By Pierce Hoenigman, Fall 2021.

Concrete is a material that dates back to the ancient world, famously used by the Romans in their constructions. The incredibly strong Roman recipe is now lost to history, though refinements over the past few centuries have resurrected the material as central to construction. Still, our modern recipe has its flaws. Small cracks that begin to form as a concrete surface ages soon begin to cause problems; in places that get below freezing, water can seep into these cracks and freeze, expanding and worsening the cracks. Direct sunlight and high temperatures can also contribute to crack formation.[1] These processes can compromise the strength of the concrete, since cracks allow water to collect around the steel reinforcement bars (more commonly referred to as rebar), causing them to rust. While concrete is exemplary in its compressive strength (the amount of pressure it can withstand), rebar is added to increase its tensile strength (the amount of stretching it can withstand). Therefore, any compromises could cause dire problems for the overall structure.

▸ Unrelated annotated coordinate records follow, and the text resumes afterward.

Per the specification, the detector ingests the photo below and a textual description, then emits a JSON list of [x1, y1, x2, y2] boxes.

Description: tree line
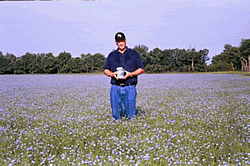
[[0, 39, 250, 74], [209, 39, 250, 71]]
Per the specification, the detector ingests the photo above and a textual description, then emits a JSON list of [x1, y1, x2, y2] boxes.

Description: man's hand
[[123, 70, 134, 80], [104, 69, 118, 80]]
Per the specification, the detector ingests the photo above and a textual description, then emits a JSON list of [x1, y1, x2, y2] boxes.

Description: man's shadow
[[121, 106, 146, 118]]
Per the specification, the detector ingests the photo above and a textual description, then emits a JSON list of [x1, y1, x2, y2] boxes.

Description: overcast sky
[[0, 0, 250, 64]]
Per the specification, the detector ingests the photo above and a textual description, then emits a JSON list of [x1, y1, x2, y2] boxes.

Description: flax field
[[0, 74, 250, 166]]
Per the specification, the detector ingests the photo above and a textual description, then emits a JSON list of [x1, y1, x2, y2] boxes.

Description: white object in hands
[[116, 67, 124, 79]]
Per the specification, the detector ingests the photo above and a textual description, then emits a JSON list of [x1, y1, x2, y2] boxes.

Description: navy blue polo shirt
[[104, 47, 144, 84]]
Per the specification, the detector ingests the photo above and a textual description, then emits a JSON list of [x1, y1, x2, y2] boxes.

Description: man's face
[[116, 39, 126, 50]]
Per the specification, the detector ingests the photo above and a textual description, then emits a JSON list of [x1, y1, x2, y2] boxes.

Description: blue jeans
[[110, 85, 137, 120]]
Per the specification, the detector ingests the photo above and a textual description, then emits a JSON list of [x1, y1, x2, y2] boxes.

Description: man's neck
[[118, 47, 127, 54]]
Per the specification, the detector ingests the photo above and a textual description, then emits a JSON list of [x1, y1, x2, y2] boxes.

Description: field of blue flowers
[[0, 74, 250, 166]]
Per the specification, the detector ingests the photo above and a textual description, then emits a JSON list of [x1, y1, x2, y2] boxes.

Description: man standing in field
[[104, 32, 145, 120]]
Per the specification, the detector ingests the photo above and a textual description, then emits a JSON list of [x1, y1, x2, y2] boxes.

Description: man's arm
[[123, 68, 145, 79], [104, 69, 118, 79]]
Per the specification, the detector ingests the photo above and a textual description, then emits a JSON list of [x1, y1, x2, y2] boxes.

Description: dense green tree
[[39, 53, 58, 74], [239, 39, 250, 71], [56, 51, 71, 73]]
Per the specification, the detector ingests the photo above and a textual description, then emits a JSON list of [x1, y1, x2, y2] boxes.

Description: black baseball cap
[[115, 32, 126, 42]]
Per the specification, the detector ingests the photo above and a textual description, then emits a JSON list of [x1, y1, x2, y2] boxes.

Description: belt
[[112, 83, 136, 87]]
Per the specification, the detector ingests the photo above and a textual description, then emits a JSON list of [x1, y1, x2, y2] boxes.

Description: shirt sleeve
[[103, 54, 111, 70], [134, 50, 145, 69]]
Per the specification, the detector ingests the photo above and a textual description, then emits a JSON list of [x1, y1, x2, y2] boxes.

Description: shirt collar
[[116, 46, 129, 54]]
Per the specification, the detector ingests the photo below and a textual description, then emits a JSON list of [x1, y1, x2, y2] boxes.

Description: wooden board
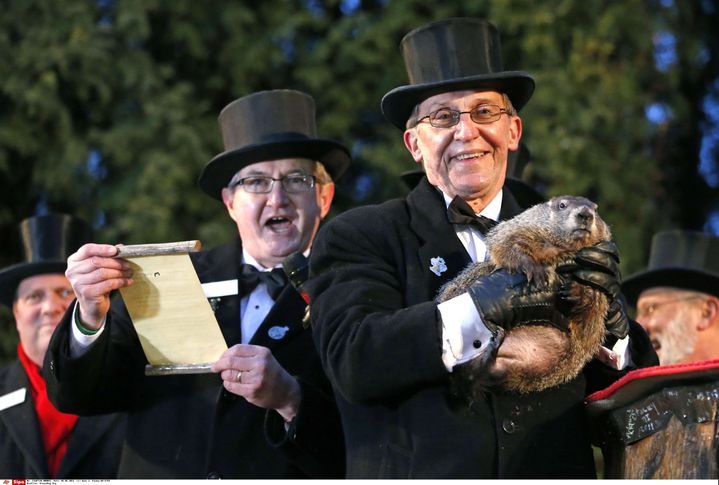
[[120, 246, 227, 367]]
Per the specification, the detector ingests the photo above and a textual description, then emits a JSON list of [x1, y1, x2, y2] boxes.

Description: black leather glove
[[557, 241, 629, 338], [467, 269, 569, 335]]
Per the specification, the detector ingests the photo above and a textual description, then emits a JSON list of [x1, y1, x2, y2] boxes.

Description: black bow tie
[[447, 196, 498, 235], [240, 264, 287, 300]]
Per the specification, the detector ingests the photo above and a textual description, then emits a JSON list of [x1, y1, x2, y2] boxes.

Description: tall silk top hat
[[198, 89, 351, 200], [622, 230, 719, 304], [382, 18, 534, 130], [0, 214, 92, 306]]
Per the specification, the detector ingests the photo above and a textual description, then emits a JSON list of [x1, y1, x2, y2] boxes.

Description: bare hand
[[212, 344, 300, 421], [65, 244, 132, 329]]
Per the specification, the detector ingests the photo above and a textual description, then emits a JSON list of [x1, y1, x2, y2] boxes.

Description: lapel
[[57, 414, 121, 478], [250, 284, 307, 350], [407, 178, 472, 301], [191, 237, 242, 347], [193, 237, 306, 350], [499, 185, 524, 222], [407, 178, 522, 301], [0, 361, 50, 477]]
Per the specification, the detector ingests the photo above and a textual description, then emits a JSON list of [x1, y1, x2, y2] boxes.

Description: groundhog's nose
[[577, 207, 594, 225]]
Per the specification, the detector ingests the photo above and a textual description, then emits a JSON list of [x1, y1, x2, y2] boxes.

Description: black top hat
[[199, 89, 351, 200], [382, 18, 534, 130], [0, 214, 92, 306], [622, 230, 719, 304]]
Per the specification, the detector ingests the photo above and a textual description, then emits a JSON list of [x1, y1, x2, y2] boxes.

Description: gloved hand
[[467, 269, 569, 335], [557, 241, 629, 343]]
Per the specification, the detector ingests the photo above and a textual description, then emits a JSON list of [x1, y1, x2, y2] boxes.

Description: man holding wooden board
[[45, 90, 350, 478]]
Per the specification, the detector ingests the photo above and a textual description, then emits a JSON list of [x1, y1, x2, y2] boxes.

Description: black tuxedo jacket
[[45, 239, 344, 478], [305, 179, 656, 478], [0, 361, 125, 479]]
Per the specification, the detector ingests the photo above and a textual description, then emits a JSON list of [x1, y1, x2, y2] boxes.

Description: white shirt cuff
[[437, 293, 493, 372], [597, 335, 632, 370], [70, 302, 107, 358]]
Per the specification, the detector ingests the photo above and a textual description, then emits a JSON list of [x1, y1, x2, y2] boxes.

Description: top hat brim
[[622, 267, 719, 305], [382, 71, 534, 130], [198, 138, 351, 200], [0, 261, 67, 307]]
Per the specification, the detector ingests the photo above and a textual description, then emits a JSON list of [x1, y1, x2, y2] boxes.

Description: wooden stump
[[587, 363, 719, 480]]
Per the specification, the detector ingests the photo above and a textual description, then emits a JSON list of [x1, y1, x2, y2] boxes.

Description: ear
[[317, 183, 335, 219], [222, 187, 237, 222], [507, 116, 522, 152], [403, 128, 423, 163], [697, 296, 719, 330]]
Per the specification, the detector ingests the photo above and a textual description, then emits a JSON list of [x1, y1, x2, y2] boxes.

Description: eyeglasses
[[230, 174, 316, 194], [417, 104, 511, 128], [637, 296, 701, 318]]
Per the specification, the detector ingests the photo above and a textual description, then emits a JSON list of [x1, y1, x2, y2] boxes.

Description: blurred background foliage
[[0, 0, 719, 360]]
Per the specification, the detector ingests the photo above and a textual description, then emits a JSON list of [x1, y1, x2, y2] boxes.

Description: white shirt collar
[[437, 187, 502, 221]]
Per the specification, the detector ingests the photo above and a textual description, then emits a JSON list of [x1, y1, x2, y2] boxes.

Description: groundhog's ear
[[404, 128, 423, 163]]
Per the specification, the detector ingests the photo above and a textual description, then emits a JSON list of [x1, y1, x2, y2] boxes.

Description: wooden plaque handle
[[115, 240, 202, 258]]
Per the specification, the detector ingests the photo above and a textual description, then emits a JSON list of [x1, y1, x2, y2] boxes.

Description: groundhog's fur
[[437, 196, 611, 398]]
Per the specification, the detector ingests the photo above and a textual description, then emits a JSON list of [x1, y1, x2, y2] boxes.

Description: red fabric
[[586, 359, 719, 402], [17, 344, 78, 478]]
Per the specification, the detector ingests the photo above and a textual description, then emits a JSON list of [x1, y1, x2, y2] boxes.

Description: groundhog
[[437, 195, 611, 399]]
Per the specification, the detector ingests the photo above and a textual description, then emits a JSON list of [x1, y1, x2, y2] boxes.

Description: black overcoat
[[306, 179, 656, 478], [45, 239, 344, 478], [0, 360, 125, 479]]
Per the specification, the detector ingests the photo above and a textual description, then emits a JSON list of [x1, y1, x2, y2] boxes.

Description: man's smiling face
[[222, 158, 334, 268], [404, 90, 522, 205]]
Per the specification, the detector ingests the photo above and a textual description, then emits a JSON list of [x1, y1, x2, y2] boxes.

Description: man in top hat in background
[[0, 214, 125, 479], [305, 18, 656, 478], [622, 230, 719, 365], [46, 90, 350, 478]]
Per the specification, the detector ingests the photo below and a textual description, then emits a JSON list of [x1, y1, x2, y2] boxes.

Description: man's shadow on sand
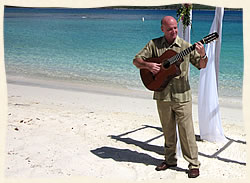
[[91, 125, 246, 172]]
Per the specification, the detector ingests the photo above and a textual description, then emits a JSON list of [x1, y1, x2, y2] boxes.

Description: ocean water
[[4, 8, 244, 97]]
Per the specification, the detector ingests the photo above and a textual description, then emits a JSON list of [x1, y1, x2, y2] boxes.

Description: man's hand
[[148, 62, 161, 75], [195, 42, 206, 57]]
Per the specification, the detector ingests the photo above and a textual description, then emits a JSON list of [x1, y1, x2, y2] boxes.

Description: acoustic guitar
[[140, 32, 219, 91]]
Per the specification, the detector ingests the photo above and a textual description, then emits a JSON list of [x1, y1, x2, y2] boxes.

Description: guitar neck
[[168, 39, 205, 65]]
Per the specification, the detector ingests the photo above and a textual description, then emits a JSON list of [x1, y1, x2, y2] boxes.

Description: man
[[133, 16, 208, 178]]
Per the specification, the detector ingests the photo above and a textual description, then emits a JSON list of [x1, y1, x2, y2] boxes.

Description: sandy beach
[[4, 78, 247, 181]]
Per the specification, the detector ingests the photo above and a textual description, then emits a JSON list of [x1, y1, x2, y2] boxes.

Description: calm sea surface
[[4, 8, 244, 97]]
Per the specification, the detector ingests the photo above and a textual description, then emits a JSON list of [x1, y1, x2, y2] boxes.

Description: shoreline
[[7, 76, 243, 110], [4, 78, 247, 181]]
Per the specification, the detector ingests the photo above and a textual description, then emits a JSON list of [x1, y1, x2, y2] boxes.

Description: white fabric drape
[[176, 10, 192, 157], [198, 7, 226, 142]]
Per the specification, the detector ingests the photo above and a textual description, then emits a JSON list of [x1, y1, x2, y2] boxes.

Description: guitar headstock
[[202, 32, 219, 44]]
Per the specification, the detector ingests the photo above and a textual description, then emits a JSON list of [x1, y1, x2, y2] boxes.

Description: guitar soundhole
[[163, 61, 170, 69]]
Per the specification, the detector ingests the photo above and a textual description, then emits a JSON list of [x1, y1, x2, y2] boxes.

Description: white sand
[[5, 84, 247, 181]]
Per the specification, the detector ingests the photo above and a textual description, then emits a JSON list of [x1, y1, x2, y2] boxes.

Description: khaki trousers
[[157, 100, 200, 169]]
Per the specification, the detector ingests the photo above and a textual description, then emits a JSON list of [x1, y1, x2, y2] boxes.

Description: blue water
[[4, 8, 244, 97]]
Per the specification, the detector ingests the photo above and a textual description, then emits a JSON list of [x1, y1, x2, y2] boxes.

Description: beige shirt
[[135, 36, 200, 102]]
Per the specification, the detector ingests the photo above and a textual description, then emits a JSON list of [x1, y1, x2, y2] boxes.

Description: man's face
[[161, 19, 178, 44]]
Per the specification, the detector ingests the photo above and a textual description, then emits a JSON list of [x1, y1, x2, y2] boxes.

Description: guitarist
[[133, 16, 208, 178]]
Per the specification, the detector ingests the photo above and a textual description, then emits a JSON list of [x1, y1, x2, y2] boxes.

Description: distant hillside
[[103, 4, 242, 10]]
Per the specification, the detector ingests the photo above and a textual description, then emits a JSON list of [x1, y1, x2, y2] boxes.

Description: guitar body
[[140, 50, 183, 91], [140, 32, 219, 91]]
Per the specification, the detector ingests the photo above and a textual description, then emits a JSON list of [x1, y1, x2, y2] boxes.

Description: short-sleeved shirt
[[135, 36, 200, 102]]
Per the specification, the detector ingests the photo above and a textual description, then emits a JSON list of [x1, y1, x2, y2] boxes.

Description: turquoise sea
[[4, 7, 244, 97]]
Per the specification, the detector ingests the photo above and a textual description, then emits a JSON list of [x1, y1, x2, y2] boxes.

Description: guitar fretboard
[[168, 44, 195, 65]]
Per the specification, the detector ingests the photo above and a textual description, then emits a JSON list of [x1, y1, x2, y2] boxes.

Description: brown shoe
[[155, 161, 177, 171], [188, 168, 200, 178]]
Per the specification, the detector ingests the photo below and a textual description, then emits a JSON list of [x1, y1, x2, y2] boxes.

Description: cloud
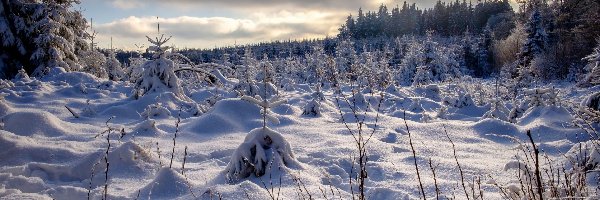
[[95, 11, 346, 48], [110, 0, 144, 9]]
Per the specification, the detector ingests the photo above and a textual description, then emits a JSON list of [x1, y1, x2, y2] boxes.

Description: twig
[[402, 110, 427, 200]]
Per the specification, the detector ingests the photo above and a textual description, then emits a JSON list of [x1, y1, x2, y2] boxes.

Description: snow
[[0, 69, 598, 199]]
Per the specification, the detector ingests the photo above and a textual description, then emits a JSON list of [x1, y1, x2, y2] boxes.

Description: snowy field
[[0, 67, 600, 199]]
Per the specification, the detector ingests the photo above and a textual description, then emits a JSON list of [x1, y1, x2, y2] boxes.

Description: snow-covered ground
[[0, 72, 600, 199]]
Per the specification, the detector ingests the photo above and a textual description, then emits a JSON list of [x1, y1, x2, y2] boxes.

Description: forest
[[0, 0, 600, 200]]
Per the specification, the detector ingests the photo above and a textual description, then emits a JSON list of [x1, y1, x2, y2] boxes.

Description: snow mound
[[22, 142, 158, 186], [517, 106, 573, 127], [42, 72, 98, 85], [140, 167, 191, 199], [3, 111, 97, 137], [131, 119, 161, 137], [225, 127, 301, 181], [473, 118, 521, 136], [182, 98, 262, 134]]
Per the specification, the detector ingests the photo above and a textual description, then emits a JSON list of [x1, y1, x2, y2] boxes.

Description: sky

Concrete is often repaired in order to prevent structural collapse, though the costs are astoundingly high; it is easy to repair cosmetically with a new layer, yet that does little to address deeper faults in the structure. While the cost to produce concrete lies somewhere between $65 and $80 per cubic meter, the cost to repair and maintain it is estimated to be $147 per cubic meter.[2] Therefore, there is an ongoing search for solutions to the concrete maintenance problem. A radical approach that has recently been the subject of much research (and many sensationalist headlines) is bioconcrete.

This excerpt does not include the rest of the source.